Re-purposing waste water to combat water scarcity

Wastewater offers an alternative and readily available, though unconventional, source of water for irrigation in Egypt. In collaboration with national partners, and with funding from the CGIAR Research Program on Water, Land and Ecosystems (WLE), ICARDA investigated the potential use of wastewater in the Nile Delta as the area faces severe water scarcity, which only promises to worsen with climate change.

Using wastewater — whether treated, partially so, or untreated — is a common practice throughout the world. In Egypt, agricultural drainage creates the largest amount of wastewater, much of which is untreated or only partially treated as it comes from industry sources or even wastewater treatment plants. All of this then mixes into drain water, which gets pumped back into irrigation canals and creates potentially harmful conditions for humans and the environment alike.

Treated wastewater, however, is considered an undervalued and underused resource for the region. Egypt creates about 5 billion m3 of raw sewage daily, thus creating a readily available supply that can be treated and used for groundwater recharges of aquifers, and agricultural irrigation. However, implementation of the technology faces both economic and cultural barriers. The technology is impossibly expensive for the average rural household or small farmer. Additionally, uptake of the idea has been difficult because communities can be wary of health and sanitation concerns.
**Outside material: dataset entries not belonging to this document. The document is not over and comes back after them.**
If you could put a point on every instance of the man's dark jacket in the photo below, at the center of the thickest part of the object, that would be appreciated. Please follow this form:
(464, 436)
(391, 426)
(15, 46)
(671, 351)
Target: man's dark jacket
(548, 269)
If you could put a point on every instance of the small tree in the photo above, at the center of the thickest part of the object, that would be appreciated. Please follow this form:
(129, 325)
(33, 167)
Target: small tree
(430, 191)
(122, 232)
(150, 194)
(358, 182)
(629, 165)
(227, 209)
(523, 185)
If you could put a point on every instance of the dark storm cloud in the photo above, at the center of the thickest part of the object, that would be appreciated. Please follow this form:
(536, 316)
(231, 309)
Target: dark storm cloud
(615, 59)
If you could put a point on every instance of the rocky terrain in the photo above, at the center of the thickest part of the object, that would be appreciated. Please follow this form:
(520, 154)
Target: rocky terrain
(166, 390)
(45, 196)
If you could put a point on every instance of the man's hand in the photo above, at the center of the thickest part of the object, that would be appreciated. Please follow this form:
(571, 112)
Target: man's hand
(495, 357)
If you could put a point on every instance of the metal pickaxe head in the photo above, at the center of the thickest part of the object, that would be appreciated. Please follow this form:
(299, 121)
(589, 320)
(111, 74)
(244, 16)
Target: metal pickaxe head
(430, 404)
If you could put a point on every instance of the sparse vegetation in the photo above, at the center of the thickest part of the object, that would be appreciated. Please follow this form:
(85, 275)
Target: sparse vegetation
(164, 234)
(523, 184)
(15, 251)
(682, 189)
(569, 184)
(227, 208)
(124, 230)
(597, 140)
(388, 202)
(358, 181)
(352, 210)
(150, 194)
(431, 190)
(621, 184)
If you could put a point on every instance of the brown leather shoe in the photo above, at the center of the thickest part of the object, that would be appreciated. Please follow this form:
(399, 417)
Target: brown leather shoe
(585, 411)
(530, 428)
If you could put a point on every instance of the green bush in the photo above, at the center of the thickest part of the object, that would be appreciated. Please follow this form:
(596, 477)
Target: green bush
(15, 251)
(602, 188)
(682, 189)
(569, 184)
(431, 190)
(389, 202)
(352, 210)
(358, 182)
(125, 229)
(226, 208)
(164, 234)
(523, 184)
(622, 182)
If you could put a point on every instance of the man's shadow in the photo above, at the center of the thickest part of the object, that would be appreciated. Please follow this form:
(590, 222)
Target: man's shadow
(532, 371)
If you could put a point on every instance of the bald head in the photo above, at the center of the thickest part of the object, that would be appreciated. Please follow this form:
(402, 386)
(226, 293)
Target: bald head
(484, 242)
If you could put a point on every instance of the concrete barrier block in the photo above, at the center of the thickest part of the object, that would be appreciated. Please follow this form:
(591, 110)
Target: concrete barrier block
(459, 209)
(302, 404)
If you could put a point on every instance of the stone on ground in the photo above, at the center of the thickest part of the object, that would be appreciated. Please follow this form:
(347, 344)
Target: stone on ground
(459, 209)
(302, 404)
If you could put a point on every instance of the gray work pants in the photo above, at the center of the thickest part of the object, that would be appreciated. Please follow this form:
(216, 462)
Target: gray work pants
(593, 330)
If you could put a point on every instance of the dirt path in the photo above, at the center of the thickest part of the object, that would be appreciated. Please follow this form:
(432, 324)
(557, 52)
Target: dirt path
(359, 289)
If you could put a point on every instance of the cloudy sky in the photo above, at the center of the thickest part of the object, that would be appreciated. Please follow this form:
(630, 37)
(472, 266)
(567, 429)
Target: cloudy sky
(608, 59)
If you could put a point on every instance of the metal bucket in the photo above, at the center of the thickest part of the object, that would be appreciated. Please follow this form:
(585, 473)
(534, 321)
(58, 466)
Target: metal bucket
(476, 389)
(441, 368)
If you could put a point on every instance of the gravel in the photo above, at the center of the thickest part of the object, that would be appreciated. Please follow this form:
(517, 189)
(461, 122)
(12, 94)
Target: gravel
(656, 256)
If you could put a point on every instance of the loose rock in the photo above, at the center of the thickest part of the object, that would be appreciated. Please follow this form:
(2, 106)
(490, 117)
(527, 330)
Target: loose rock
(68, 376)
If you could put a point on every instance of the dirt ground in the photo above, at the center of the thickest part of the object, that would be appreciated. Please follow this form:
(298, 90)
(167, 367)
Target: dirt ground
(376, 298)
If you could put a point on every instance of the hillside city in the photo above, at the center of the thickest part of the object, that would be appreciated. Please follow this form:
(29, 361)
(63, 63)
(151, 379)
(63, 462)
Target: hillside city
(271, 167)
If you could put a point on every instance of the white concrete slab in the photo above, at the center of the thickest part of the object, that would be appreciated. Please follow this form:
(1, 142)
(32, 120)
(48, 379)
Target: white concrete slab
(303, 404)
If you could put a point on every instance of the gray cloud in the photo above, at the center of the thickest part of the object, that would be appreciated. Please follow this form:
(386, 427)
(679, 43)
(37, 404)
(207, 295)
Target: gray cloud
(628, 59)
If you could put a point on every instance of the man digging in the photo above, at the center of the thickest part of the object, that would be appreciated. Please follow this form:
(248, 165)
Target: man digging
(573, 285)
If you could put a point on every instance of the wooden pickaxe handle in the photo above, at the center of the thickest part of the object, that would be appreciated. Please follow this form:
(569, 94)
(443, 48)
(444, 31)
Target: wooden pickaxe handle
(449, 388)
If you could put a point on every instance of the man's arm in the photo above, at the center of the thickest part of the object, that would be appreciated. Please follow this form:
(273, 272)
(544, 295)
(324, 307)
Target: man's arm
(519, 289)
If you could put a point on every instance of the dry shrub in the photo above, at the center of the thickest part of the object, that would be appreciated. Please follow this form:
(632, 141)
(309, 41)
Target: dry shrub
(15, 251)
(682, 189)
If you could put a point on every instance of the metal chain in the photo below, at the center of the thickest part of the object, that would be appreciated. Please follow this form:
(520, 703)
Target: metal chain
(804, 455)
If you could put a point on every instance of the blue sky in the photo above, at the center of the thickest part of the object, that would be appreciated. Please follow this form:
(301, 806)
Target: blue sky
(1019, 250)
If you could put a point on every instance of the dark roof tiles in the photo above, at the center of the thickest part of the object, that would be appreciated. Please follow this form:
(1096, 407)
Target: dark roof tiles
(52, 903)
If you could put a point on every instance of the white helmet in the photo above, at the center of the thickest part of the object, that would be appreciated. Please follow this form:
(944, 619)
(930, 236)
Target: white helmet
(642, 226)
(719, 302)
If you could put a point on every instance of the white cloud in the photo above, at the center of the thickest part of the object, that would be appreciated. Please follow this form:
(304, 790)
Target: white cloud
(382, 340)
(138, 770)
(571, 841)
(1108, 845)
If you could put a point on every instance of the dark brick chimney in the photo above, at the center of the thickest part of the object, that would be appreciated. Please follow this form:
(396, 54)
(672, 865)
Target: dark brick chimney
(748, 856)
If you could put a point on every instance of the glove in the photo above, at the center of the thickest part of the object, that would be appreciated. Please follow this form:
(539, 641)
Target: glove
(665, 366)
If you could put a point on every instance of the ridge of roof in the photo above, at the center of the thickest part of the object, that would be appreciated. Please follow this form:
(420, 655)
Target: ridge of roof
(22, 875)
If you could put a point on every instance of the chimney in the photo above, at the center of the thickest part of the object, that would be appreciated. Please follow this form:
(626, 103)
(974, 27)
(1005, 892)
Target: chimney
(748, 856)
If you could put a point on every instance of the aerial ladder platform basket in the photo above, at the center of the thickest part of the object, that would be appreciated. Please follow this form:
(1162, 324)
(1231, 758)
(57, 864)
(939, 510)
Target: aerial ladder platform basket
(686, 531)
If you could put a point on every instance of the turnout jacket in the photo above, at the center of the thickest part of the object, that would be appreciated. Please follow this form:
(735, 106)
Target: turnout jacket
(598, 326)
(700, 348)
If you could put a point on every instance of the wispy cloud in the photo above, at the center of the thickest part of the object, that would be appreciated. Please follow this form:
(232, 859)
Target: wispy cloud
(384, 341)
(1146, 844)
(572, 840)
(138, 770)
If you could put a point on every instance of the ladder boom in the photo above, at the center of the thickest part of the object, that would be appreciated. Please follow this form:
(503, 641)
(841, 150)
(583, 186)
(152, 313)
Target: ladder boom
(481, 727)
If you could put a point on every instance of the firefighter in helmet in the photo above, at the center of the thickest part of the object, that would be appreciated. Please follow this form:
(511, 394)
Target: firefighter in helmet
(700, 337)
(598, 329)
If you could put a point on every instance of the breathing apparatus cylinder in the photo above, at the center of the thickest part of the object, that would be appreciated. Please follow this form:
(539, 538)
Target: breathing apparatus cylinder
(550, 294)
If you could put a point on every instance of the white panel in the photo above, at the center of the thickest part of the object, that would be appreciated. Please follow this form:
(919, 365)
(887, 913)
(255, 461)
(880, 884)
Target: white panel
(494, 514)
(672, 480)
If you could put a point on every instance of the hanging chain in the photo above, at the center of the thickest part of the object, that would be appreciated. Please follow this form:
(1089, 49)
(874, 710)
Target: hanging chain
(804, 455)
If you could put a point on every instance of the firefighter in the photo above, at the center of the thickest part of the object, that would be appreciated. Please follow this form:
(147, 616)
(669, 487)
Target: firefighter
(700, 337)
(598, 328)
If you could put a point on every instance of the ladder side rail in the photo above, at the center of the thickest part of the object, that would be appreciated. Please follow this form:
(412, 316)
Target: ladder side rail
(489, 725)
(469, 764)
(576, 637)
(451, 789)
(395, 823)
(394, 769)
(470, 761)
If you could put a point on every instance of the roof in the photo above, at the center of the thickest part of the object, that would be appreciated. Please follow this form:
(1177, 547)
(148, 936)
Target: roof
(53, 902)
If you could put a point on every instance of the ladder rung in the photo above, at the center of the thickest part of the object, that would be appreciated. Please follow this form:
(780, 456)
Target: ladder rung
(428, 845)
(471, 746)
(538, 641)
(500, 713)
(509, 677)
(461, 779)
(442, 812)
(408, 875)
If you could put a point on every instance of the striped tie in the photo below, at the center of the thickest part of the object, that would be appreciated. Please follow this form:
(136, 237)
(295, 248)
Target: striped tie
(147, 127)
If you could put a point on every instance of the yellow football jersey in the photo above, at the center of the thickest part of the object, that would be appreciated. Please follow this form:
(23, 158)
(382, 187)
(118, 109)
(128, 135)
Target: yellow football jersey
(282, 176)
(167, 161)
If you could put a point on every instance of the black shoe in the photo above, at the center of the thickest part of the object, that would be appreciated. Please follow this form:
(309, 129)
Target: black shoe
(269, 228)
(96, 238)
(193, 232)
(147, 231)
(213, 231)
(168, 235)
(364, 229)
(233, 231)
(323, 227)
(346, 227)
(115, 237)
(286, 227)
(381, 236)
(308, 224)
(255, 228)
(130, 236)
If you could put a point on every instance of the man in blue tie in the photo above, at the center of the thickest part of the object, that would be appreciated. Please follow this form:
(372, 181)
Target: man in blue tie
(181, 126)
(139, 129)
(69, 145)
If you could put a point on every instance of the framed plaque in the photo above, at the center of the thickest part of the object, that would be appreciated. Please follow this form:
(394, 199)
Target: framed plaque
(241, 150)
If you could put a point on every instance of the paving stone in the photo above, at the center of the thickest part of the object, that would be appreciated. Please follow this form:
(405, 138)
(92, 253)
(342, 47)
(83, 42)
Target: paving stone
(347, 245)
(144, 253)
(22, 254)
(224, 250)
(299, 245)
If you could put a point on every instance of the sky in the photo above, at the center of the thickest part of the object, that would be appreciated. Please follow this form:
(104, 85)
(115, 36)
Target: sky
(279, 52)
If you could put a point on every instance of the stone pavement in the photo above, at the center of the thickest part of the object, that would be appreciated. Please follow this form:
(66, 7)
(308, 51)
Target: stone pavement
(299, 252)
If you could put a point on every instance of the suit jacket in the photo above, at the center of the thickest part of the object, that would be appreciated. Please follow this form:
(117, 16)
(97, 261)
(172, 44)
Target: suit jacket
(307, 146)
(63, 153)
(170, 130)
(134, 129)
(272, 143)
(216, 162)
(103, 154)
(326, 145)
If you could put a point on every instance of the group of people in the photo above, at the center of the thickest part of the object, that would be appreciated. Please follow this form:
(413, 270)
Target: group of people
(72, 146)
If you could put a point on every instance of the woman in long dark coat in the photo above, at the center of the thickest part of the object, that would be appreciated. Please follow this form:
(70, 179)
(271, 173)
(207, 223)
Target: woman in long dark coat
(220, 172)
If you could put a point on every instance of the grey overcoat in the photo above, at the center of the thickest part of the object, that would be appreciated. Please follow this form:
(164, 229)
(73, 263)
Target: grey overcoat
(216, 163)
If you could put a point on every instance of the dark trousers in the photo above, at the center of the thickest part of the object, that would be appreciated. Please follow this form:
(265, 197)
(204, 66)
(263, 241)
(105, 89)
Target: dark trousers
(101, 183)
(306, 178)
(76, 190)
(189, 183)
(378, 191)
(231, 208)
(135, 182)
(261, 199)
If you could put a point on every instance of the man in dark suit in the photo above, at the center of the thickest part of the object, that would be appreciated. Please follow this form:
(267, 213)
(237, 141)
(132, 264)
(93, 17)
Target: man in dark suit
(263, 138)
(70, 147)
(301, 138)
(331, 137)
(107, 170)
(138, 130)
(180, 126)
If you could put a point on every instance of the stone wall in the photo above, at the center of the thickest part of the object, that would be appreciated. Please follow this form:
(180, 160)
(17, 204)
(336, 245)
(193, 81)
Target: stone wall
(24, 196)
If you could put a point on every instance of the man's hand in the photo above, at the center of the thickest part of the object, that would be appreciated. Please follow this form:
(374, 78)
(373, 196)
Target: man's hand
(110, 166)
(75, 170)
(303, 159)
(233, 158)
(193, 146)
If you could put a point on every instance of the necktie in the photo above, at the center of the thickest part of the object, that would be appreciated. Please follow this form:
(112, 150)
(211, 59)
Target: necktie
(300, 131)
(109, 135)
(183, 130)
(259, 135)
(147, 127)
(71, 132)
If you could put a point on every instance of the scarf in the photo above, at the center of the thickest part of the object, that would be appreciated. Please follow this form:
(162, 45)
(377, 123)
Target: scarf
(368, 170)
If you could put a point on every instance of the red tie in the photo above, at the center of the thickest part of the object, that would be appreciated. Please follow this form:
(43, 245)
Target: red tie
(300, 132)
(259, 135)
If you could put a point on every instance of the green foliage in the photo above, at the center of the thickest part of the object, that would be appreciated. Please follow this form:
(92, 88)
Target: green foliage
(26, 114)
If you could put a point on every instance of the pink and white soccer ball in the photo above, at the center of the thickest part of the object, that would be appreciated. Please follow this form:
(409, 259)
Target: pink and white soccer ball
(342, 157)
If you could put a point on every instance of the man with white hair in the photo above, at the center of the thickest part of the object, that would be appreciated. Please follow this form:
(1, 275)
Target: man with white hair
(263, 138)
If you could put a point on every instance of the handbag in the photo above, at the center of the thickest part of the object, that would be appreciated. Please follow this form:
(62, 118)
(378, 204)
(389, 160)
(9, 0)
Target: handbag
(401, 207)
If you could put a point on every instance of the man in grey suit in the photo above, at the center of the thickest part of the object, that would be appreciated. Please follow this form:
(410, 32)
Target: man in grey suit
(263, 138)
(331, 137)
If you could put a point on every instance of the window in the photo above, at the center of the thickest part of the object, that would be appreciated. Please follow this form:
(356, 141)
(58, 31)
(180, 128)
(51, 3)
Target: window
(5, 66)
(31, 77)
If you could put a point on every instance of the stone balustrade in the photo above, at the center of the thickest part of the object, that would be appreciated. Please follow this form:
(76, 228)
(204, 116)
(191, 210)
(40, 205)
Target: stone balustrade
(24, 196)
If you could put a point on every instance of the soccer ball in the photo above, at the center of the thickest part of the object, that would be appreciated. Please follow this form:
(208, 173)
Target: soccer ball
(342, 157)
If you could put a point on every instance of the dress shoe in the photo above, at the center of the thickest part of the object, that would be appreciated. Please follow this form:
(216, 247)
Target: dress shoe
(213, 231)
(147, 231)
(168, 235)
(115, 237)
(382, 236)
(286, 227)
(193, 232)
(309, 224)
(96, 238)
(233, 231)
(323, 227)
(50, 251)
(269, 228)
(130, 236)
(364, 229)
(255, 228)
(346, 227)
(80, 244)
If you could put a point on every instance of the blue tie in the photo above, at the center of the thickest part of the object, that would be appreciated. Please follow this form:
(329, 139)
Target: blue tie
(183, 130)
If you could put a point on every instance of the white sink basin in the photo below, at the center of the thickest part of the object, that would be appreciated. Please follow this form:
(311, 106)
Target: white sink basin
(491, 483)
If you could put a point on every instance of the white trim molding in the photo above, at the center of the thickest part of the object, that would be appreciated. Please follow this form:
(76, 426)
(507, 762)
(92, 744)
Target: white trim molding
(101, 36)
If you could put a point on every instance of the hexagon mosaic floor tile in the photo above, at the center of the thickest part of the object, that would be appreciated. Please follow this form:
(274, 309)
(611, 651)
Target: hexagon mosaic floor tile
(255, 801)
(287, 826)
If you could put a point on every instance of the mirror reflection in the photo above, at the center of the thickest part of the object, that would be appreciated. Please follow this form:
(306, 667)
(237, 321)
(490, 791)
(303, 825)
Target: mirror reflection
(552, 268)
Because women and children take on the duties that most closely put them in contact with wastewater, the study incorporated gender-disaggregated data that parsed out perceptions of using wastewater for agricultural and non-agricultural purposes, and the actual use of such water. The project also sought to improve awareness for stakeholders, including farmers and other decision makers, about using untreated wastewater, how to manage its use, and discuss re-use options and investment decisions.